What volume of oxygen gas `(O_(2))` measured at `0^(@)C` and 1 atm is needed to burn completely `1 L` of propane gas `(C_(3)H_(8))` measured under the same condition?

To determine the volume of oxygen gas (O₂) needed to completely burn 1 liter of propane gas (C₃H₈) at standard temperature and pressure (0°C and 1 atm), we can follow these steps: ### Step 1: Write the balanced chemical equation for the combustion of propane. The combustion of propane can be represented by the following equation: \[ C_3H_8 + O_2 \rightarrow CO_2 + H_2O \] ### Step 2: Balance the chemical equation. To balance the equation, we need to ensure that the number of atoms of each element is the same on both sides of the equation. The balanced equation for the combustion of propane is: \[ C_3H_8 + 5O_2 \rightarrow 3CO_2 + 4H_2O \] ### Step 3: Analyze the stoichiometry of the reaction. From the balanced equation, we can see that: - 1 mole of propane (C₃H₈) reacts with 5 moles of oxygen (O₂). ### Step 4: Relate the volumes of gases using the ideal gas law. At standard temperature and pressure (0°C and 1 atm), the volumes of gases are directly proportional to the number of moles.

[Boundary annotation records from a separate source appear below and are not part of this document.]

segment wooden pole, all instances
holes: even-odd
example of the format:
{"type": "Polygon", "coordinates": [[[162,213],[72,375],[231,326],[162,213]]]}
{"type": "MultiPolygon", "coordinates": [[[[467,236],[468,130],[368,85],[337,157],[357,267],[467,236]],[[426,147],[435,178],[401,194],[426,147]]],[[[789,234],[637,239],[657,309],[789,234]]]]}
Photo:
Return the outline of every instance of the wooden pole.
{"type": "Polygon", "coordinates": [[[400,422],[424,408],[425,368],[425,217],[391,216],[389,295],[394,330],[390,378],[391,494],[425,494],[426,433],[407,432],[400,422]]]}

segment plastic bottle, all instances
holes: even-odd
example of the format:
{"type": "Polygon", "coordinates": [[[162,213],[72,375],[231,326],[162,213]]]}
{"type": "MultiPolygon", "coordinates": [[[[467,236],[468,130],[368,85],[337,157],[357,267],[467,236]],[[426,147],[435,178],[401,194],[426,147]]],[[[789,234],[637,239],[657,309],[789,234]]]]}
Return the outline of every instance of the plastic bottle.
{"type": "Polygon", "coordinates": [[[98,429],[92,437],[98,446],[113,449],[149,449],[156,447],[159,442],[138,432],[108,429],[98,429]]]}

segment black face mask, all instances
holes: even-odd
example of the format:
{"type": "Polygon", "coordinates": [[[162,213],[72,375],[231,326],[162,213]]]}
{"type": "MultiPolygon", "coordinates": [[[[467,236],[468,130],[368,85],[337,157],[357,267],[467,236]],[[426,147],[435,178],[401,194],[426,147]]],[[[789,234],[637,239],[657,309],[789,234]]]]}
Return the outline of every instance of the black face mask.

Therefore, we can say: - 1 liter of propane will require 5 liters of oxygen for complete combustion. ### Step 5: Calculate the volume of oxygen needed. Since we have 1 liter of propane, the volume of oxygen required will be: \[ \text{Volume of } O_2 = 5 \times \text{Volume of } C_3H_8 \] \[ \text{Volume of } O_2 = 5 \times 1 \, L = 5 \, L \] ### Conclusion: The volume of oxygen gas needed to completely burn 1 liter of propane gas at 0°C and 1 atm is **5 liters**. ---